The security changes are well done:

• V4A Move guard (file_tools.py) — regex now captures *** Move File: src -> dst with both paths in separate groups, filters empties, and loops all paths through has_traversal_component. Correct and complete.
• ACP resource reads (acp_adapter/server.py) — routes reads through get_read_block_error() (verified the helper exists in agent/file_safety.py), with graceful OSError handling and a sensible Windows path fix. Blocks .env/SSH keys/creds as claimed.
• API SSRF + auth (api_server.py) — is_safe_url() guard on image URLs (helper confirmed in tools/url_safety.py), /health/detailed now gated behind _check_auth, and the role-alternation guard rejecting a non-user final message is a genuinely good catch (prevents client-supplied assistant text becoming fresh instructions).
• Discord allowed_mentions — added to all three REST send paths via _build_allowed_mentions_payload(), denying @everyone/@roles by default.
• Webhook idempotency scoped to route:delivery_id:body_sha256 — sound.
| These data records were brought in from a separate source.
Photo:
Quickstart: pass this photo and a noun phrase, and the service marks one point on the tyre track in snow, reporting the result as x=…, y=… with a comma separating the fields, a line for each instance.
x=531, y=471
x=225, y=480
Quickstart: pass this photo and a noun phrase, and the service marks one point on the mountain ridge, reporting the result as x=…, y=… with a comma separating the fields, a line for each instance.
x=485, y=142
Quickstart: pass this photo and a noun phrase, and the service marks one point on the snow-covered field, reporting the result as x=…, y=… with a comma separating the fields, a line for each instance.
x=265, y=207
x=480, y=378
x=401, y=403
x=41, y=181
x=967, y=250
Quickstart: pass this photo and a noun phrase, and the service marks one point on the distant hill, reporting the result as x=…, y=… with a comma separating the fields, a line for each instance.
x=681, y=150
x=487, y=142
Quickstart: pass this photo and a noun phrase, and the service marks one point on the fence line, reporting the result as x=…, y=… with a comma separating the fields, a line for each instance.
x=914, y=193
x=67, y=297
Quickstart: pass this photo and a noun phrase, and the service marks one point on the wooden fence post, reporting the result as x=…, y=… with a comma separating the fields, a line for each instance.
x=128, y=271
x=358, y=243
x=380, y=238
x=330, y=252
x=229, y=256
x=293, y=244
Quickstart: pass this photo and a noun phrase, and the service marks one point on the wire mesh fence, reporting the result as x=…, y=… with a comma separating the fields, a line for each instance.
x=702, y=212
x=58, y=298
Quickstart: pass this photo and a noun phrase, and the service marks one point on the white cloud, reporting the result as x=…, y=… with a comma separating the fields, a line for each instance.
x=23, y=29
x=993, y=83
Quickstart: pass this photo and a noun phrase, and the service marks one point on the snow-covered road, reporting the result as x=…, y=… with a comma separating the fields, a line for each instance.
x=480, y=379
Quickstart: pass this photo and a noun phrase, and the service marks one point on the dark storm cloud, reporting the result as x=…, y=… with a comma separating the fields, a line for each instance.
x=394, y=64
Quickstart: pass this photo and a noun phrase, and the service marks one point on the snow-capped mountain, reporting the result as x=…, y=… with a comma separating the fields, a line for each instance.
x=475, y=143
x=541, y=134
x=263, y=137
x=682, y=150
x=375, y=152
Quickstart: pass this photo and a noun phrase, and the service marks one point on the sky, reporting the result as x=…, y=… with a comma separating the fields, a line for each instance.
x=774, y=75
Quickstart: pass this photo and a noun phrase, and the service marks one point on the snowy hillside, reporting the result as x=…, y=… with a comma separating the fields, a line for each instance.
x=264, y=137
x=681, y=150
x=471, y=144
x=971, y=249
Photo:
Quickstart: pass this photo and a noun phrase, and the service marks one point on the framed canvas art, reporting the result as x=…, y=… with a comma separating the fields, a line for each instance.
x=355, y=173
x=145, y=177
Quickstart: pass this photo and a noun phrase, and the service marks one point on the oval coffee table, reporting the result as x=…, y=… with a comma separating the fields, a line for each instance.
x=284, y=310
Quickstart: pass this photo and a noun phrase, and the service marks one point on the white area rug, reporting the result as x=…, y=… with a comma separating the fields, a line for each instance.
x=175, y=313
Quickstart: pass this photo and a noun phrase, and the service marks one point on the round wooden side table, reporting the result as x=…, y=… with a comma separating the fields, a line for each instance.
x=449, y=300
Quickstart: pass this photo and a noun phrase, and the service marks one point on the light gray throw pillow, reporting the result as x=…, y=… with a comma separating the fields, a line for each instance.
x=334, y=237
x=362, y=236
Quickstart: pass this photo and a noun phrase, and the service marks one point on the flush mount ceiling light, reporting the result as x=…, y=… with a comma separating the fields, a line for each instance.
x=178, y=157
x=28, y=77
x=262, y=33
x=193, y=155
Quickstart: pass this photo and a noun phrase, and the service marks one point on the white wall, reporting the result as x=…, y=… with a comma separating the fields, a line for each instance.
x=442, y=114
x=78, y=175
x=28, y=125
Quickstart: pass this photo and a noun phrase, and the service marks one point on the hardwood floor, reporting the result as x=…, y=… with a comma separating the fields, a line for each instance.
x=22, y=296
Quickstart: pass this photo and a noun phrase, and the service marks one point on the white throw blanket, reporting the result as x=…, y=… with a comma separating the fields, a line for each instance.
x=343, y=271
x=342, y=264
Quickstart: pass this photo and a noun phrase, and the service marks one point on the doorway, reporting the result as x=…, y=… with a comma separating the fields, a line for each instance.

The one blocker — an unrelated change that needs to come out:

pyproject.toml flips the global pytest config:

-addopts = "-m 'not integration' --timeout=30 --timeout-method=signal"
+addopts = "-m 'not integration' --timeout=60 --timeout-method=thread"

This isn't security hardening — it's a repo-wide test-infra change (doubles the per-test timeout and switches signal→thread) buried in a security PR, and it also deletes the explanatory comment block documenting why signal is used inside the per-file subprocess runner (scripts/run_tests_parallel.py). The PR description doesn't mention it at all.

Please revert the pyproject.toml hunk so this PR is purely the security hardening. If the timeout/method change is intentional and needed, it deserves its own PR with rationale (why thread over signal, why 60s) so it can be evaluated on its own merits.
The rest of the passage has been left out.